What are the requirements for investing in affordable housing?
Investing in affordable housing requires a few key steps. First, you must identify a property that meets the requirements of the Department of Housing and Urban Development (HUD). This includes making sure the property is in a qualified area and meets the necessary safety and health standards. Once you have identified a property, you must then apply for a loan from HUD. The most common loan product for affordable housing investments is the HUD 223(f) loan, which offers long-term, fixed-rate financing for the acquisition or refinancing of multifamily properties. To qualify for this loan, you must have a good credit score and a debt-to-income ratio of no more than 45%. Additionally, you must have a minimum of two years of experience in real estate management and a minimum of two years of experience in the affordable housing sector.
For more information on investing in affordable housing, please visit HUD Loans' blog post on the top 5 reasons to invest in affordable housing.
What are the tax incentives for investing in affordable housing?
Investors or developers may be able to take advantage of HUD’s Low-Income Housing Tax Credit (LIHTC) program. This program offers tax incentives in two separate ways, covering either 30% or 70% of a rehabilitation or development project’s costs. Additionally, investors or developers may also be in a strong position to utilize additional credits if a property or development is located within an Opportunity Zone.
What are the best strategies for investing in affordable housing?

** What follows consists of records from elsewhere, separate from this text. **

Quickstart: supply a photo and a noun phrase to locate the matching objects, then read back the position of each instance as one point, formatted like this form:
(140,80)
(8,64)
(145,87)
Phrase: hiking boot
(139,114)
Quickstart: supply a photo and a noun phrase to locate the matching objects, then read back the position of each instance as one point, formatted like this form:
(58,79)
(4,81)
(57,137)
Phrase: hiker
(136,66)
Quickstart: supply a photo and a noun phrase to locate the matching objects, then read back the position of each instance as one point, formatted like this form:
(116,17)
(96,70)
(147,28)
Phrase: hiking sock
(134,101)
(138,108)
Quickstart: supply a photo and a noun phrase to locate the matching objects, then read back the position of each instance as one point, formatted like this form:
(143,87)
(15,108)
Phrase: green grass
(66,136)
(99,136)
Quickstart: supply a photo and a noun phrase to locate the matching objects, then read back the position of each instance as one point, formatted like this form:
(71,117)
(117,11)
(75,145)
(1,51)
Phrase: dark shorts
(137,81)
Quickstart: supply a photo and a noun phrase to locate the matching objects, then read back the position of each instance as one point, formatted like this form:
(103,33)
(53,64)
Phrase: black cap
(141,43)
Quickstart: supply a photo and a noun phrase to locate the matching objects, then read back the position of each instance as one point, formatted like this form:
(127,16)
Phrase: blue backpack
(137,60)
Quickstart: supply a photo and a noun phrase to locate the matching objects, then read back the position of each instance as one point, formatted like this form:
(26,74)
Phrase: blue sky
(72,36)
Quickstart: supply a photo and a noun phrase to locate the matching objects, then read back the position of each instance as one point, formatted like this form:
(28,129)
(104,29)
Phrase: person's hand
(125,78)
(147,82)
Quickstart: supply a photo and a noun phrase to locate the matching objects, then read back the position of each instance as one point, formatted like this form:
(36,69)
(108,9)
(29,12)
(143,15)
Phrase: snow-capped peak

Investing in affordable housing can be a great way to diversify your portfolio and take advantage of lower-cost loan options. According to HUD Loans, one of the best strategies for investing in affordable housing is to take advantage of lower-cost loan options like the HUD 223(f). Additionally, Multifamily Loans suggests that investors should consider making affordable housing a part of their portfolios due to its potential for higher margins and lower vacancies compared to luxury assets.